Güven duygusu olmazsa, kimsenin kimseyle sağlıklı bir iletişimi, sapasağlam ilişkileri, arkadaşlıkları olabilir mi? Bir düşünün, zerre kadar güvenmediğiniz bir insana, bırakın arkadaşlığınızı, sevginizi; bir miktar paranızı, evinizi, arabanızı, sahip olduğunuz tüm değerleri teslim edebilir misiniz? Uzun bir yolculuğa çıkarken, çiçekleriniz ölmesin diye evinizin anahtarını teslim ettiğiniz komşunuza güvenmeseydiniz, siz yokken evinize adım atmasına izin verir miydiniz hiç? İşte bu duygunun varlığı, insanı insan yapar. İnsan, karşı tarafa güven verebildiği kadar sevilir, güvendiği kadar mutlu olur.
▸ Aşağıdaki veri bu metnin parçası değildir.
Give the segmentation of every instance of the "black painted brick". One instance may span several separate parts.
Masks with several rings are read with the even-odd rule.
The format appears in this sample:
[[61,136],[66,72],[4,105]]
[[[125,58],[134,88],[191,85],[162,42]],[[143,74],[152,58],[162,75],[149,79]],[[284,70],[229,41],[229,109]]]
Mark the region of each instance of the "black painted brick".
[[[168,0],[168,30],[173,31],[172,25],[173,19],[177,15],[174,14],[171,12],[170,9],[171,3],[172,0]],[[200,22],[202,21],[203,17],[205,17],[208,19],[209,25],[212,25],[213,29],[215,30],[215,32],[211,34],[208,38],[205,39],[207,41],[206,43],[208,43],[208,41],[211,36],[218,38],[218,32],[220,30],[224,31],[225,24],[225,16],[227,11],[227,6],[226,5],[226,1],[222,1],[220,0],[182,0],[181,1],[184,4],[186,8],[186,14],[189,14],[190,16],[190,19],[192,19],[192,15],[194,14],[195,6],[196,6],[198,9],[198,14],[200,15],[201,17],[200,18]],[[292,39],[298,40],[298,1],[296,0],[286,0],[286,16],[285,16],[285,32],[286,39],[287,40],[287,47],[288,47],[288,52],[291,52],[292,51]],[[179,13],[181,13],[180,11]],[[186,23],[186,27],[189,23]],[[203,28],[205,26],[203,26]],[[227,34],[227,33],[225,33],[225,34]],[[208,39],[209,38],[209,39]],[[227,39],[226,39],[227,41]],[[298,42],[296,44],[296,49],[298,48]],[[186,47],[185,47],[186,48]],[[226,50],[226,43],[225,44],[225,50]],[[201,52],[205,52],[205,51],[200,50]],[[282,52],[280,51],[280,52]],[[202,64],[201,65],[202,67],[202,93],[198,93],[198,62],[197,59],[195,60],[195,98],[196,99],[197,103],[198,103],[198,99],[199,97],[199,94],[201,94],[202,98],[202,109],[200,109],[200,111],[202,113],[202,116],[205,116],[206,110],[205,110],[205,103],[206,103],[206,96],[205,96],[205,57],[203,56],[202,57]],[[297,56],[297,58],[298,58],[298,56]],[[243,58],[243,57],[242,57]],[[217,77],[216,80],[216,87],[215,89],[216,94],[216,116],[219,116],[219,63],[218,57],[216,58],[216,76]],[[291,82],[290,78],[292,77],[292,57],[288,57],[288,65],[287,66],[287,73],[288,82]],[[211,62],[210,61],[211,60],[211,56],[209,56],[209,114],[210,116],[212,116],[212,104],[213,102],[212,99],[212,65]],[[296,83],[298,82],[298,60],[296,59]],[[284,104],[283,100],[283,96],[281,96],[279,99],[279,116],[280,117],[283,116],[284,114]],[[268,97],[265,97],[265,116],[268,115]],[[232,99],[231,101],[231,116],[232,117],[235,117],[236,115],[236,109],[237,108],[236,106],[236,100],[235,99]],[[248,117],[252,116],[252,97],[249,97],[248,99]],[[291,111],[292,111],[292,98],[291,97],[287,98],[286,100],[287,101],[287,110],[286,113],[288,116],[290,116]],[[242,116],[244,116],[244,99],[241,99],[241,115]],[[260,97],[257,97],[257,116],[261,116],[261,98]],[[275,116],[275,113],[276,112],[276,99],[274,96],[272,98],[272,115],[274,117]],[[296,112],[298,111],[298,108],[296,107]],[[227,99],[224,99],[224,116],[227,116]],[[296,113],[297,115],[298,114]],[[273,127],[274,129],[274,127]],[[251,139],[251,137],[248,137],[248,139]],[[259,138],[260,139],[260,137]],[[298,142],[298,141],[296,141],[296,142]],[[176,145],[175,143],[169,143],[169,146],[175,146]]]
Bugün gençlerimizin en fazla eksikliğini hissettiği duyguların başında geliyor güven. Bu gençler, arkadaşlarına güvenmiyor, okulda hocalarına ve en yakınındakilere güvenmiyor, aile ve akrabalarına güvenmiyor. Çünkü güven duygusunu hissedecekleri bir ortamda yaşamıyor. İnsanın insana kazık attığı, arkasını döner dönmez birbirini sattığı ve dedikodusunu yapmaya başladığı bir çevreden geliyor. Evde bile, annesi babasından gizli bir şekilde alışveriş yapıp, babasının istemediği arkadaş ya da komşuları ile görüşüyorsa, bu çocuk daha ev ortamında insana güvenmemeyi öğreniyor. Akabinde, okul ortamındaki samimiyetsiz ilişkiler ve hocalarının kendisine ve arkadaşlarına olan eksik ve aksak iletişim biçimi nedeniyle, hocalarına, arkadaşlarına, hatta okuluna dahi güvenmemeyi öğreniyor.
Artık gençlerin en popüler iletişim kurma biçimi olan sosyal medya da öldürüyor güven duygusunu. Sanal ortamda karşılaştığı sahte maskeler ve yalan hislerle, güven duyguları erozyona uğrayan gençlerimiz, karşısına neyin çıkacağının bir adım sonrasını bile kestiremeden yaşıyor ve gündelik koşuşturmacalar arasında kaybolup gidiyor. Bir gün sonrasının bile nasıl şekilleneceğinden emin olmayan bir insandan, karşı tarafa güven vermesini de, muhatabına güvenmesini de bekleyemezsiniz.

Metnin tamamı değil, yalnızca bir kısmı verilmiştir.